Frequently Asked Questions About Anthropic Planner-Generator-Evaluator Long-Agent Framework

22 answers covering everything from basics to advanced usage.

// Basics

What is a Generator-Evaluator contract in multi-agent systems?

A Generator-Evaluator contract is a negotiated, file-based agreement that defines exactly what 'done' means for a given sprint — specific features to build and specific tests that must pass. Before any code is written, the Generator proposes what it will build and the Evaluator pushes back on scope, weak tests, or missed edge cases via shared files on disk. The resulting contract replaces the Planner's vague spec as the ground truth for grading.

What is context anxiety in AI agents?

Context anxiety is a model behaviour where, as it approaches the end of its context window, it rushes to finish tasks prematurely and incompletely rather than managing the situation gracefully. In long-running agent sessions, this manifests as the agent cutting corners on the final features, declaring work done when it isn't, or skipping verification steps. The Planner-Generator-Evaluator framework mitigates this through fresh context windows per feature and file-based state management.

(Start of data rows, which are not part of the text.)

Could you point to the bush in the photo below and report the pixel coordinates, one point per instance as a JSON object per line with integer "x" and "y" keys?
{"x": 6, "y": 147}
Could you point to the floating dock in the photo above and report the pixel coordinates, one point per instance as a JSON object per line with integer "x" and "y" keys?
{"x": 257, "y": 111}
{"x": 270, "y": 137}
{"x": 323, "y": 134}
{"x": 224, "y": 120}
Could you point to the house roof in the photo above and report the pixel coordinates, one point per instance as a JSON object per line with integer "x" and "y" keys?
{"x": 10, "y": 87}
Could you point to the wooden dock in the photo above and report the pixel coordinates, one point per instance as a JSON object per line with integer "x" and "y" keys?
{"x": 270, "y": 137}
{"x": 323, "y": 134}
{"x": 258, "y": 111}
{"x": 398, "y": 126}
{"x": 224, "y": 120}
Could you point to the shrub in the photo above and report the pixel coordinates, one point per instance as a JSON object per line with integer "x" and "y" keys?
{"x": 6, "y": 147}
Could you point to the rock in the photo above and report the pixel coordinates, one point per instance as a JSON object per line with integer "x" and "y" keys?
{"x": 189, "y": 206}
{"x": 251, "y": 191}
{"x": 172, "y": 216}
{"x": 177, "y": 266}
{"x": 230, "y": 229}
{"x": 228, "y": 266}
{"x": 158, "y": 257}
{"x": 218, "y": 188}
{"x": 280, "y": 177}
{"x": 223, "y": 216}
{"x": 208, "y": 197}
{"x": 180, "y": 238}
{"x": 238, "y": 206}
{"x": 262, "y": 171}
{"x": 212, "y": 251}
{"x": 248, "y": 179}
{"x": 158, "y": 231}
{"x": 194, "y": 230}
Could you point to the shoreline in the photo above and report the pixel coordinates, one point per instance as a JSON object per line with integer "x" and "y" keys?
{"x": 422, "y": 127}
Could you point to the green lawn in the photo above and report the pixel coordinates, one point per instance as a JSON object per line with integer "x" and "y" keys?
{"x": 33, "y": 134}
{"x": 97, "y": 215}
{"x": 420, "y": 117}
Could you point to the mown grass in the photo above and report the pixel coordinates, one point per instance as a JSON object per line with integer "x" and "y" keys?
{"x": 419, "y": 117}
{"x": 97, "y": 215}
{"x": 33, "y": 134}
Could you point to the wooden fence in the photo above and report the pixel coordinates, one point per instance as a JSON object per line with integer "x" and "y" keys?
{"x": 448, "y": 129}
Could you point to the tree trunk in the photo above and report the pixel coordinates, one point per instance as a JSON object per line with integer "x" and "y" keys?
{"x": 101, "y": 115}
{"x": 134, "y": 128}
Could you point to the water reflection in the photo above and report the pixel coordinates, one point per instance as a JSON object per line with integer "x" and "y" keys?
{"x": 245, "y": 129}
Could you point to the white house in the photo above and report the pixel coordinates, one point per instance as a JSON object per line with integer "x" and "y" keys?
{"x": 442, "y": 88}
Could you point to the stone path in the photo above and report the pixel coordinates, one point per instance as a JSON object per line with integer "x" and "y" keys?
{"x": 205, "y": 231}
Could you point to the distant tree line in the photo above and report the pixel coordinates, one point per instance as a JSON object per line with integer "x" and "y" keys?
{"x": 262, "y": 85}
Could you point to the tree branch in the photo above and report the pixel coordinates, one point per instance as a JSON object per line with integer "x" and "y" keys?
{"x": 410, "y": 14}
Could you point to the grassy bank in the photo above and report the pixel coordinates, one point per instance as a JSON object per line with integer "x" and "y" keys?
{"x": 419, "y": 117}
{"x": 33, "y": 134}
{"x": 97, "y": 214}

What are persistent artifacts and why do long-running agents need them?

Persistent artifacts are files written to disk that maintain shared state across agent sessions and context windows: featurelist.json, progress files, init scripts, learnings logs, and timestamped decision records. Long-running agents need them because lossy summaries from context-window compaction drift over time. The file system is more reliable than context-window memory — it doesn't degrade, can be read by fresh agent sessions, and provides a source of truth independent of any single context window.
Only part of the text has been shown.